17 & Gone(67)
At some point I realize the doctor has gone silent.
“Who are you listening to?” she asks.
I’m confused. “I’m listening to you.
You were talking.”
“You turned and looked over there”— she points at the potted plant in the corner—“is someone there, talking to you? One of the ‘girls’?”
The plant is a plant, a fern in a pot of dirt. If I insist that the plant is only a plant, will she wipe my slate clean and send me home? If I say the plant speaks in the voice of a girl, will I stay locked away here forever? Or maybe I have it in reverse. Will she think I’m lying if I deny the plant can talk? Will she think I can’t ever be “cured”?
I turn back to her and there she is. Not the doctor—she hasn’t moved from her plush chair, where she sits with her leg folded up, daring me to notice the wrinkled knee—but Fiona, no longer faking catatonic and instead faking a trigger with her finger and pointing her imaginary gun to the back of the doctor’s actual head.
— 55 —
FIONA’S here with me now. She pretend-shoots the doctor dead and then she’s motioning for the window, like I should make a leap for it, or push the doctor through the glass to see if her enormous earrings will break her fall.
I’m not sure what Fiona’s getting at, but I’m not about to do anything stupid, and I need to keep all reactions off my face so the doctor doesn’t know.
With Fiona’s arrival, the doctor’s office has darkened at the edges, bleeding shadows in the corners and on the ceiling tiles. I see our time is running out. Not just on this session. On the girls.
Then I catch what Fiona wanted to show me: She’s not motioning at the window; she’s motioning at the desk beside the window. The pendant is on the doctor’s desk. It’s been here this whole time.
I point to it. “That’s mine. Can I have that back?”
The doctor gazes over at her desktop, but she doesn’t move closer.
“I’m glad you brought that up,” she says. “What is this little collection?”
I don’t understand what she means by “collection.” There’s one thing: the necklace. There’s the necklace I wore around my neck, and that’s all.

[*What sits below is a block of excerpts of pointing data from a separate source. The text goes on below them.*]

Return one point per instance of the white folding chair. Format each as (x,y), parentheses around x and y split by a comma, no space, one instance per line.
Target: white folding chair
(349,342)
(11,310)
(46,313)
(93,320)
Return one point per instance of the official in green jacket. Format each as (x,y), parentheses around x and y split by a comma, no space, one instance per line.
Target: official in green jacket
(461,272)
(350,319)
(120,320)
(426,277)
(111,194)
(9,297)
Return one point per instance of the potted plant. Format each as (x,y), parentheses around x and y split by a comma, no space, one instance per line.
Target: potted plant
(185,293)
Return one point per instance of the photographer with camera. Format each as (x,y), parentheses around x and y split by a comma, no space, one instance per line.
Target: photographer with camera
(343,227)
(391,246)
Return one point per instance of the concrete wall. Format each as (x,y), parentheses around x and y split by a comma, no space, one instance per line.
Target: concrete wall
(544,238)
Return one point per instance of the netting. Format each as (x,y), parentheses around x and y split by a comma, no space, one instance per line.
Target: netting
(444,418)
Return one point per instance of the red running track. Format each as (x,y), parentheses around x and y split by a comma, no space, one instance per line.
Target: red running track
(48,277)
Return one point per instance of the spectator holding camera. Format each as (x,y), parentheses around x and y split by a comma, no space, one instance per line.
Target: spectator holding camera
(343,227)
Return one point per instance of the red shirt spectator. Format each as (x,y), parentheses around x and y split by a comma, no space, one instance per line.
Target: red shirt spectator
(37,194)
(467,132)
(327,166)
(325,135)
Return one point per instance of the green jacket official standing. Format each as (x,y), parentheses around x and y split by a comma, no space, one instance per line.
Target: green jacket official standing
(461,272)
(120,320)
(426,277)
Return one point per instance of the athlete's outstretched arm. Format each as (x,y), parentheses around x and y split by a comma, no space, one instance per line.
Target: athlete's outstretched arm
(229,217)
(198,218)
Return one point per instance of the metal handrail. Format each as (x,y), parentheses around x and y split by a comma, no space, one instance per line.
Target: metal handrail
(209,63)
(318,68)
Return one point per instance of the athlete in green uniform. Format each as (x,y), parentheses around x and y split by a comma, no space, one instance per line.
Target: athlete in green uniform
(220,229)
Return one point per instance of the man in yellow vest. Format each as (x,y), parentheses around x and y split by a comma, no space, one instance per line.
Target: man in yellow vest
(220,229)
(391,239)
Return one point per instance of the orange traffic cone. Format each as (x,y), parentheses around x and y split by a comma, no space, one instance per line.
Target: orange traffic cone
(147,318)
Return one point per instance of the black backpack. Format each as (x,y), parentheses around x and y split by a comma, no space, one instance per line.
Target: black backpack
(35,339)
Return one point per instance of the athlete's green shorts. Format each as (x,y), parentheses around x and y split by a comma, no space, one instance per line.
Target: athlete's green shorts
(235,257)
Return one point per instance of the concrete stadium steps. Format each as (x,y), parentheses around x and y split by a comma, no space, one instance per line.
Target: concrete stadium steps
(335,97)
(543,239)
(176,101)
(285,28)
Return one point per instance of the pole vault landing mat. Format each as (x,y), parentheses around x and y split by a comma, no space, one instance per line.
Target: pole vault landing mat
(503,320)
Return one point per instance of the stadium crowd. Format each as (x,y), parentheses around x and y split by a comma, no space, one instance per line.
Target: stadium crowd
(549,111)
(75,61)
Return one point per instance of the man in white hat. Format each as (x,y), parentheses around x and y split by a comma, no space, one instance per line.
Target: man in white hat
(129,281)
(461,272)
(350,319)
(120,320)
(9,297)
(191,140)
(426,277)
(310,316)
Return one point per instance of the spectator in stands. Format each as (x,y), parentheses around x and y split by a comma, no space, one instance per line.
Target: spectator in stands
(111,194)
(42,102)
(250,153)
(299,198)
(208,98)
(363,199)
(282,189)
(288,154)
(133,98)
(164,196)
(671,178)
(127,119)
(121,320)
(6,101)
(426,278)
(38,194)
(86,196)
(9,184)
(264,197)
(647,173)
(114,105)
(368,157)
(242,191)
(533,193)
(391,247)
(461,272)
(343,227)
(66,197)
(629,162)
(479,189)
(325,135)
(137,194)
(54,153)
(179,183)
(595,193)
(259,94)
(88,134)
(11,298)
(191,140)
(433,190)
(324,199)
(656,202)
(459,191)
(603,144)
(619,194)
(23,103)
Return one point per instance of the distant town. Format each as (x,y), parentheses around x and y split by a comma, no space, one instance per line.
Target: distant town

I can see it there, out of reach but in the same room with me now. Close enough that I could stand up, and take a few steps, and have it in my hands. I study it as if for the first time: The stone is gray but not completely gray; really, it doesn’t look like a stone at all but a breath of smoke that’s been caught inside a bubble of glass. I think of breaking it open, to see if that’s what’s in there.
Because it can’t be. Because it’s heavy, heavier than something made of smoke should be, and when you hold it in your fist it grows hot, or your fist does, and if I had it now I’d practically be burning.
“It’s just a necklace,” I tell her.
“Is it?” she says oddly.
I watch as she raises herself from her plush chair and moves for the desk, gathering up some papers in her arms and my pendant on top. She walks it all over to me and places the pile neatly on the small table before the chair where she has me sitting. I’m about to grab for the necklace first, but she blocks my hand.
“Is that what you meant? This ‘necklace’?” She points, and again I notice how she’s careful not to touch it.
Her tone is confusing me. Also confusing is when she asks me to describe it for her, as if she can’t see it on the table before us, right here. I tell her about the smoky gray stone, which gleams in the light and swirls with movement, coming alive at the sound of my voice. It’s like a mood ring, the kind they sell at gas-station registers for five bucks. But it never changes color, and you wear it around your neck instead of on your finger.
“Where did you get it?” she asks.
“Did someone give it to you?”
I avoid her eyes. “Not exactly.”
I’m worried she’ll make me tell the whole story before I’m allowed to have it back. And if I told, I’m not sure I’d get to keep it.
“I . . . found it,” I say weakly. What I should say is that it belongs to a missing girl. I should be confessing that it might be a clue, and should be turned over to police, if my wearing it against my skin all these weeks hasn’t contaminated it.
But if I could only get it back, I’d have my link to her again. To Abby. Because she hasn’t finished telling me her story.
None of the girls have.
“Lauren,” the doctor says, waiting until I meet her eyes. “What I see there isn’t a necklace like you’re describing.
What I see there is a rock.”
A rock?
“A rock,” she repeats. “A rock from the ground, which looks to be tied with a string.”
I lower my eyes to the pendant, and there’s the swirl and the gleam and the shimmer, and then a flatness and a stillness that wasn’t there before, and a darkening that wasn’t there before, and a rock. There’s a rock. The pendant has turned into a rock.
I flash back to the side of Dorsett Road, the gully filled with snow where I found the pendant that night. I see my hand reaching out to pluck it from the ground and I see my fingers wrapping around a dirty rock from the side of the road and lifting this putrid thing into the palm of my hand like it’s something beautiful. I see it clear, and my throat chokes up, and my eyes burn, and I’m not so sure anymore about anything.